Given CUE appear to have stymied the farm-in for their own as yet unknown reasons while MOG have signed, how do things appear on the face of it for Moggies?
Option 1) Farm-in continues with 85% offered between MOG and MEO with CUE cut out for LNG plant aspect (personally would not want to be owning shares in CUE if this happens if on the stock for Artemis as a whole).
Option 2) Farm-in walks, drilling commences via MEO's commitment as is. No change.
I guess it comes down to how much added value does the farm-in bring to the project. It appears quite a lot given media, discussion and substantial sp movements surrounding this particular aspect..
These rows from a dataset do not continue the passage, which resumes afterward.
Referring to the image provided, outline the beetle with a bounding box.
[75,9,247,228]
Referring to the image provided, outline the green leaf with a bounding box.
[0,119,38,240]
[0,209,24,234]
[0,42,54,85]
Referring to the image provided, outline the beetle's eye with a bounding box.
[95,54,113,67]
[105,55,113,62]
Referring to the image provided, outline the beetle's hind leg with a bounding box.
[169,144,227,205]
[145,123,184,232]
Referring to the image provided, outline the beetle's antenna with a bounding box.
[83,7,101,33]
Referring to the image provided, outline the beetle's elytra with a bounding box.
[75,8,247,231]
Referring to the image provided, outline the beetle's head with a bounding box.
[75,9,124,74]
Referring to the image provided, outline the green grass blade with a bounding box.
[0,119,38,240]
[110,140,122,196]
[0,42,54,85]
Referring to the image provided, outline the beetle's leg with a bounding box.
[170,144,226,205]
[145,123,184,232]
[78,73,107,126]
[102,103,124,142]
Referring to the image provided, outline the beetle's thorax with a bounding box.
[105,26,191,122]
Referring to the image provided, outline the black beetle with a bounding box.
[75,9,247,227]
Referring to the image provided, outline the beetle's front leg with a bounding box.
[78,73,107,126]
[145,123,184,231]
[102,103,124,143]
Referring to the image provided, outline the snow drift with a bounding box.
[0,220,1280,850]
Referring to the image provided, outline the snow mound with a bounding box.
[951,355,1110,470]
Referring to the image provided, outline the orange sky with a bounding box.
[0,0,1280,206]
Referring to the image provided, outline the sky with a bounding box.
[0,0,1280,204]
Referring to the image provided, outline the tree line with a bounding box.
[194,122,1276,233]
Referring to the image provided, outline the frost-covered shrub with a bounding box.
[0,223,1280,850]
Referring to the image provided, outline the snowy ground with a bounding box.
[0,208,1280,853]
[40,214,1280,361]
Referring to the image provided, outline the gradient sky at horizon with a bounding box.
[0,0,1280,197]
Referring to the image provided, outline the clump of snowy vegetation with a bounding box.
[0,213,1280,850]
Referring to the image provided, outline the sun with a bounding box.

For us, we're fine, though a substantial JV partner adds intrinsic value to the project, not just on paper. I am surprised at CUE's management to not take advantage of the prestige associated with a large multinational farm-in given their on the hunt for another in their Catarina play, walking from the best of the best available farminee sends a signal to potential suitors of their own projects that they may be difficult to deal with objectively (I understand 'acting in shareholders interests' though that should include disclosure on a deal like this and in some ways may have added credibility added by association). However this is their right as their own entity. Market and partners down the track will draw their own conclusions.
At the end of the day we're business as usual and I believe with MEO's recent update we'll be drilling this year regardless (or with a MEO\MOG\PF combo on their own deal).
Personally an 85% project I would have thought would already have been discussed as an option, although not necessarily to the farminees liking it surely shouldn't be a deal breaker on such a high valued piece of real estate.